Dr. Maggie Park, public health officer for San Joaquin County, told the crowd vaccination hubs like the Stockton site are accelerating the immunization of California’s eligible community members.

“It’s critically important that we make it easier for more people to get their COVID-19 vaccinations, especially in communities that have been disproportionality impacted by the coronavirus,” Park said. “Our Central Valley communities have some of the highest rates of COVID-19 infection and yet some of the lowest rates of vaccination. This high-volume site will serve anyone who is eligible regardless of health care coverage and that’s why I’m so excited to have this hub right here in our community where it’s so needed.”

Michael Williams, chief operating officer Dignity Health-St. Joseph’s Medical center spoke on behalf of the consortium and their efforts to establish the mass vaccination hubs.

“We have come together in a common cause. We’re hoping to help maximize the access to COVID-19 vaccinations especially for those communities that have been historically underserved when it comes to health and health care,” Williams said. “By joining forces, we are leveraging our collective resources and staff, aligning operations for efficient and safe vaccine delivery and offering a smooth and reliable experience for those who make their way to this center.”

During the tour on Tuesday afternoon three community members were given their vaccinations. Officials announced 1,500 people had already signed up for the hub’s first day on Wednesday through the Myturn.ca.gov site.

Dr. Sanjay Marwaha, physician in chief of Kaiser Permanente’s Central Valley service area, said he and his colleagues had seen and experienced the impact of the COVID-19 pandemic on the Central Valley.

“As more and more of us become vaccinated we’re starting to feel more hopeful. As an official vaccine distributor, Kaiser Permanente is organized and prepared to administer COVID-19 vaccines through multiple channels as we continue to receive more supply. Working as part of the team outlined by the consortium partners this Stockton mass vaccination hub will allow us to vaccinate the many eligible community members efficiently, safely and quickly – it’s a wonderful thing,” Marwaha said. “When it comes to COVID-19 vaccinations Kaiser Permanente believes a focus on speed, supply and access is essential in slowing and eventually ending this horrible pandemic.”

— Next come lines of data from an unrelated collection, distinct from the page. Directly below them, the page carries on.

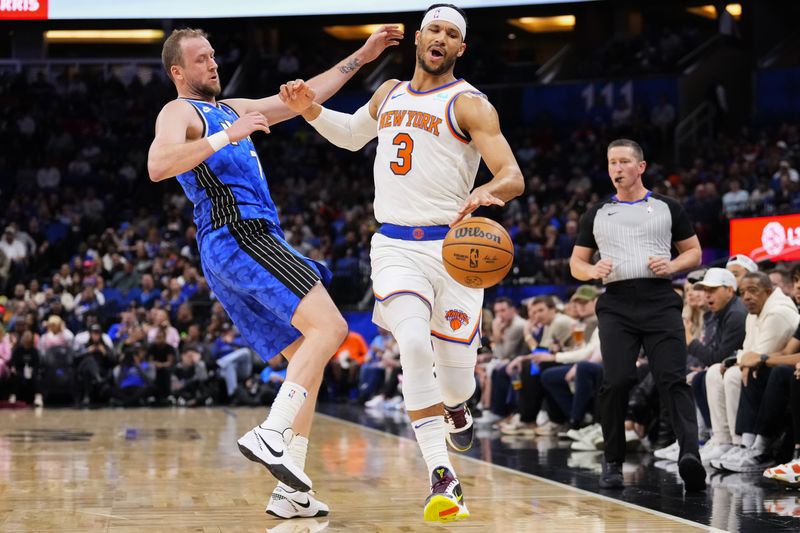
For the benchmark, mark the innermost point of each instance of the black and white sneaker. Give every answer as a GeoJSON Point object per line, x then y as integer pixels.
{"type": "Point", "coordinates": [294, 504]}
{"type": "Point", "coordinates": [268, 447]}
{"type": "Point", "coordinates": [460, 428]}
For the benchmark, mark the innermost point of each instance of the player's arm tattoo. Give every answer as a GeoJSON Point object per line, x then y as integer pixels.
{"type": "Point", "coordinates": [350, 66]}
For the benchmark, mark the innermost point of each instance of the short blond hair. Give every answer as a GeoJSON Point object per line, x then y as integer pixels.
{"type": "Point", "coordinates": [171, 53]}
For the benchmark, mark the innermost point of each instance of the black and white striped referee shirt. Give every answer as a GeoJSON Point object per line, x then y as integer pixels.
{"type": "Point", "coordinates": [628, 233]}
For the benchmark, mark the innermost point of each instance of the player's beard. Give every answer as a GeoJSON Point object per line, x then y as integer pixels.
{"type": "Point", "coordinates": [206, 90]}
{"type": "Point", "coordinates": [447, 64]}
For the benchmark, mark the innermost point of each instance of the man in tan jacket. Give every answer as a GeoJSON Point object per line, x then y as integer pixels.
{"type": "Point", "coordinates": [770, 323]}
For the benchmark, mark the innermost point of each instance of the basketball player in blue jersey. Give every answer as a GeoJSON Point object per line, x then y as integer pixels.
{"type": "Point", "coordinates": [273, 294]}
{"type": "Point", "coordinates": [432, 133]}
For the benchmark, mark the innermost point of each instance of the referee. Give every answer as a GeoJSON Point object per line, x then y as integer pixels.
{"type": "Point", "coordinates": [634, 231]}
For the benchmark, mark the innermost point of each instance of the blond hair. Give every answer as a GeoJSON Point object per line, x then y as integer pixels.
{"type": "Point", "coordinates": [171, 53]}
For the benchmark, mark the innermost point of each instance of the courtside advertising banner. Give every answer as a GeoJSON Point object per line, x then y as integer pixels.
{"type": "Point", "coordinates": [775, 238]}
{"type": "Point", "coordinates": [23, 9]}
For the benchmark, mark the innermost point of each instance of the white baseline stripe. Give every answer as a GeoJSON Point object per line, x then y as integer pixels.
{"type": "Point", "coordinates": [544, 480]}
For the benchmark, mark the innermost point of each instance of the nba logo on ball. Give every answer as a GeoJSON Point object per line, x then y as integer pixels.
{"type": "Point", "coordinates": [477, 252]}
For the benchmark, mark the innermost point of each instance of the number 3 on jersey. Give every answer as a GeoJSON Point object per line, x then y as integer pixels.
{"type": "Point", "coordinates": [405, 145]}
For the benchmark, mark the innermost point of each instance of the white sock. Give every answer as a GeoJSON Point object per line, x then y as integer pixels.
{"type": "Point", "coordinates": [285, 407]}
{"type": "Point", "coordinates": [298, 449]}
{"type": "Point", "coordinates": [761, 444]}
{"type": "Point", "coordinates": [430, 433]}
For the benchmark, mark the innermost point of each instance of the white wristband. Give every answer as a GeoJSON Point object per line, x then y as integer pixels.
{"type": "Point", "coordinates": [219, 140]}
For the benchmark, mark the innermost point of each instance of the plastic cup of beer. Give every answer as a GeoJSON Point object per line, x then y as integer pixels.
{"type": "Point", "coordinates": [579, 334]}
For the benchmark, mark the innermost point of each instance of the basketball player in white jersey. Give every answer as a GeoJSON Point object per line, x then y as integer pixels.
{"type": "Point", "coordinates": [432, 132]}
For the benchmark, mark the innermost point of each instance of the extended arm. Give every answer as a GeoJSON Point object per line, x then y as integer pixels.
{"type": "Point", "coordinates": [172, 152]}
{"type": "Point", "coordinates": [329, 82]}
{"type": "Point", "coordinates": [476, 116]}
{"type": "Point", "coordinates": [350, 132]}
{"type": "Point", "coordinates": [582, 269]}
{"type": "Point", "coordinates": [689, 256]}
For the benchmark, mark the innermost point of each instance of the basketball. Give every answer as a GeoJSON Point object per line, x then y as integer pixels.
{"type": "Point", "coordinates": [477, 252]}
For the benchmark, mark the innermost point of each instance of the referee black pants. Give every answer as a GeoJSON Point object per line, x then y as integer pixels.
{"type": "Point", "coordinates": [636, 314]}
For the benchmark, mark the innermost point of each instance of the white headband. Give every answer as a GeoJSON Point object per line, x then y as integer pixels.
{"type": "Point", "coordinates": [447, 14]}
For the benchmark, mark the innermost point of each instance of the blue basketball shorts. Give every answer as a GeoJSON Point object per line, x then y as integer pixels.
{"type": "Point", "coordinates": [259, 279]}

On Wednesday, the San Joaquin Regional Transit District announced that it will provide free rides to the Stockton Arena in support of the mass vaccination hub.

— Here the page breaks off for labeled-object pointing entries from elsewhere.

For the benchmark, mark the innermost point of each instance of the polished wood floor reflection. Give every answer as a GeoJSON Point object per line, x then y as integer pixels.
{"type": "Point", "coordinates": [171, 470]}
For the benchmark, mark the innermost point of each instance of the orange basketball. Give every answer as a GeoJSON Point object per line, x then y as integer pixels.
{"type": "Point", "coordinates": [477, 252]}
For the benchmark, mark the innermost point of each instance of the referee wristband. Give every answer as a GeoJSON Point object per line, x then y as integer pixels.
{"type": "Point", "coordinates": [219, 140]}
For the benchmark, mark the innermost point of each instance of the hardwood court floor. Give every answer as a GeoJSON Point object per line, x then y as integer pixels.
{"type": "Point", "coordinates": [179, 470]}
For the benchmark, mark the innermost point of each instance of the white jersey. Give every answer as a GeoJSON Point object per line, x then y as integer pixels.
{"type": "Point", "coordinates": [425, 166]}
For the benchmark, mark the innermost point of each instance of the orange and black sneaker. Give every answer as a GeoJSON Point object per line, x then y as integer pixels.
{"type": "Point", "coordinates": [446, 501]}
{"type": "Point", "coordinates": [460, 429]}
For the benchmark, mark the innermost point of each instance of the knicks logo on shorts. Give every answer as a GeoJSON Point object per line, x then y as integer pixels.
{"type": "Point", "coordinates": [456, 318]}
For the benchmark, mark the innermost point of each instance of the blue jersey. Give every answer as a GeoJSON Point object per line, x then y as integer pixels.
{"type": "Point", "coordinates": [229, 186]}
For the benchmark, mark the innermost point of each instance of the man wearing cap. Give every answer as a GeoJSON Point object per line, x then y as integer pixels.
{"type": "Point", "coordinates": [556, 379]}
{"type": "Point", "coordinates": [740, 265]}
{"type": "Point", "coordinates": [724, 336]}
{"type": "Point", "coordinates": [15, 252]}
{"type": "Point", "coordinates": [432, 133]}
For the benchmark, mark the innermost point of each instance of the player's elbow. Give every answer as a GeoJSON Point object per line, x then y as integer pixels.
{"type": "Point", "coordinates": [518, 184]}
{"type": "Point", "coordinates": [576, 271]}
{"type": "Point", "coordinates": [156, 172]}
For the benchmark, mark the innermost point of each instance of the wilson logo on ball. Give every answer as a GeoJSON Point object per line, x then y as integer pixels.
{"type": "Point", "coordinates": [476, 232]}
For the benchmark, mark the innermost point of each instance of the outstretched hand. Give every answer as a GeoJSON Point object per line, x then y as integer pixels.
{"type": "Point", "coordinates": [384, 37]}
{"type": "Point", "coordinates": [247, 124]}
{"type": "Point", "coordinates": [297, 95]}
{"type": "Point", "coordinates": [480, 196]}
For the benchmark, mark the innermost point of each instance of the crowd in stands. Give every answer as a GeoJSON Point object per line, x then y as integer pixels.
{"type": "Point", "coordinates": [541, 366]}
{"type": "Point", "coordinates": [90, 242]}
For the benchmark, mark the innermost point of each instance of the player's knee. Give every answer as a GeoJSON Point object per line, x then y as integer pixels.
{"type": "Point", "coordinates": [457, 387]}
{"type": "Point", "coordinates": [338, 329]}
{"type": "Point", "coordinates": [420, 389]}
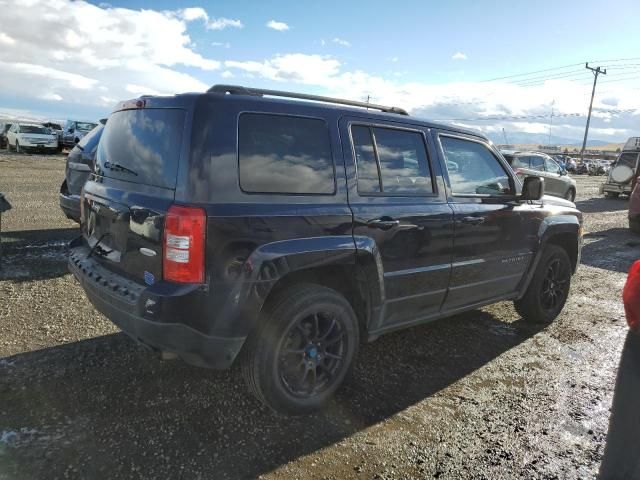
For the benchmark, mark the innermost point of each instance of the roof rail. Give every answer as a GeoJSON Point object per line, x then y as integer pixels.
{"type": "Point", "coordinates": [259, 92]}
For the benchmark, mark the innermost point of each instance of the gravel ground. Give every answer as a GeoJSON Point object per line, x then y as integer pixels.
{"type": "Point", "coordinates": [479, 395]}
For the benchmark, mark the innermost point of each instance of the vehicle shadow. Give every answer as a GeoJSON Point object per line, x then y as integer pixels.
{"type": "Point", "coordinates": [614, 249]}
{"type": "Point", "coordinates": [21, 238]}
{"type": "Point", "coordinates": [114, 409]}
{"type": "Point", "coordinates": [621, 459]}
{"type": "Point", "coordinates": [35, 254]}
{"type": "Point", "coordinates": [601, 204]}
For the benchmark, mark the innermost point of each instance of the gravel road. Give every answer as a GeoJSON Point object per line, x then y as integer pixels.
{"type": "Point", "coordinates": [479, 395]}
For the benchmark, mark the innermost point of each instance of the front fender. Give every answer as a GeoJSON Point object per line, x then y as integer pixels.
{"type": "Point", "coordinates": [550, 227]}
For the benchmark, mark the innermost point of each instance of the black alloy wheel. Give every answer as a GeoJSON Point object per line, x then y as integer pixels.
{"type": "Point", "coordinates": [312, 354]}
{"type": "Point", "coordinates": [554, 285]}
{"type": "Point", "coordinates": [302, 349]}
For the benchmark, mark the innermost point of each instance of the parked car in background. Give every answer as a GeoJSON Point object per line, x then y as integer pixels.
{"type": "Point", "coordinates": [74, 131]}
{"type": "Point", "coordinates": [556, 180]}
{"type": "Point", "coordinates": [79, 166]}
{"type": "Point", "coordinates": [25, 137]}
{"type": "Point", "coordinates": [289, 229]}
{"type": "Point", "coordinates": [57, 129]}
{"type": "Point", "coordinates": [634, 209]}
{"type": "Point", "coordinates": [624, 172]}
{"type": "Point", "coordinates": [4, 128]}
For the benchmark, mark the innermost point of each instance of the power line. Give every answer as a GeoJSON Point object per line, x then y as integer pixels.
{"type": "Point", "coordinates": [531, 73]}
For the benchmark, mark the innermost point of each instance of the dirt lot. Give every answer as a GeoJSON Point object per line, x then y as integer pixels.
{"type": "Point", "coordinates": [480, 395]}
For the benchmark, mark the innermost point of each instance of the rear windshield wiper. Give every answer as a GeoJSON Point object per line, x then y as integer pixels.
{"type": "Point", "coordinates": [119, 168]}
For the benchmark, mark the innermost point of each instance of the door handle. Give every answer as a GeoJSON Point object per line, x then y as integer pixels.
{"type": "Point", "coordinates": [384, 223]}
{"type": "Point", "coordinates": [473, 220]}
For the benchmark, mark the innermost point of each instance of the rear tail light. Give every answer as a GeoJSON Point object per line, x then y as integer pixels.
{"type": "Point", "coordinates": [631, 297]}
{"type": "Point", "coordinates": [184, 243]}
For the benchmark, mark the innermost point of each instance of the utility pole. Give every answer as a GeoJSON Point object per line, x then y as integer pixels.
{"type": "Point", "coordinates": [596, 72]}
{"type": "Point", "coordinates": [551, 122]}
{"type": "Point", "coordinates": [506, 140]}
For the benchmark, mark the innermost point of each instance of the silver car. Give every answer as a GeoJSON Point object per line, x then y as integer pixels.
{"type": "Point", "coordinates": [556, 180]}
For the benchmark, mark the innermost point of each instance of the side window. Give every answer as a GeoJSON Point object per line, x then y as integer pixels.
{"type": "Point", "coordinates": [479, 171]}
{"type": "Point", "coordinates": [537, 163]}
{"type": "Point", "coordinates": [391, 161]}
{"type": "Point", "coordinates": [520, 162]}
{"type": "Point", "coordinates": [551, 166]}
{"type": "Point", "coordinates": [284, 154]}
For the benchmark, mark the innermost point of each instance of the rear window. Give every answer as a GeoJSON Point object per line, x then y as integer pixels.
{"type": "Point", "coordinates": [85, 126]}
{"type": "Point", "coordinates": [33, 129]}
{"type": "Point", "coordinates": [284, 154]}
{"type": "Point", "coordinates": [142, 146]}
{"type": "Point", "coordinates": [91, 139]}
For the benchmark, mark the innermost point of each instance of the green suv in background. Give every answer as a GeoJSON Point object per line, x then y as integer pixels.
{"type": "Point", "coordinates": [536, 164]}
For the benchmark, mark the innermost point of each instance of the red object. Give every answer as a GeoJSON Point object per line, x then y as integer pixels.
{"type": "Point", "coordinates": [631, 297]}
{"type": "Point", "coordinates": [184, 243]}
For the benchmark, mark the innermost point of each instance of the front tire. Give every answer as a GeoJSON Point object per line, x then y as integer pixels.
{"type": "Point", "coordinates": [549, 288]}
{"type": "Point", "coordinates": [300, 354]}
{"type": "Point", "coordinates": [570, 195]}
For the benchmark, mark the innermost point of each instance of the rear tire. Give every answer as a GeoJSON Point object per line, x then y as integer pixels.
{"type": "Point", "coordinates": [298, 356]}
{"type": "Point", "coordinates": [549, 288]}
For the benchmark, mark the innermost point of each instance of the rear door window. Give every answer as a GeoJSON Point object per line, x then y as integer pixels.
{"type": "Point", "coordinates": [285, 154]}
{"type": "Point", "coordinates": [628, 159]}
{"type": "Point", "coordinates": [142, 146]}
{"type": "Point", "coordinates": [536, 163]}
{"type": "Point", "coordinates": [391, 161]}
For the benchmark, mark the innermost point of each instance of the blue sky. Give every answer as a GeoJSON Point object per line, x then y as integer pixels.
{"type": "Point", "coordinates": [431, 57]}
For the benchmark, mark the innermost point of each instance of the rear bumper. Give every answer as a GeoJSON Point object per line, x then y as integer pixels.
{"type": "Point", "coordinates": [126, 303]}
{"type": "Point", "coordinates": [616, 188]}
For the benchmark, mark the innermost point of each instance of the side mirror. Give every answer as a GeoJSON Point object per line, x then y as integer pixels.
{"type": "Point", "coordinates": [533, 188]}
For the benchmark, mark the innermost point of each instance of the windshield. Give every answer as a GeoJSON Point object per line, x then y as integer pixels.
{"type": "Point", "coordinates": [628, 159]}
{"type": "Point", "coordinates": [142, 146]}
{"type": "Point", "coordinates": [91, 139]}
{"type": "Point", "coordinates": [85, 126]}
{"type": "Point", "coordinates": [33, 129]}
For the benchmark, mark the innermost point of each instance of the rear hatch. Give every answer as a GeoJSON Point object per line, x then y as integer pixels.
{"type": "Point", "coordinates": [125, 202]}
{"type": "Point", "coordinates": [80, 160]}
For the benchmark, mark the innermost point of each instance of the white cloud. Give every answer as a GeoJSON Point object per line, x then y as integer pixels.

The arena is on the Bus Rapid Transit Route 40 and is accessible by any RTD route. Being RTD’s most frequent route, it runs weekdays every 15 minutes during peak hours and every 20 minutes off peak hours and every 30 minutes during weekends.

To ride free, riders need to show a COVID-19 vaccination appointment confirmation when boarding the bus either on their phone or with a printout.

Officials said they will keep the hub operating as long as they have a vaccine supply – which is scheduled week-to-week – which will drive the appointment making process. Marwaha said they would continue to advocate to have vaccines for the Stockton mass vaccination site.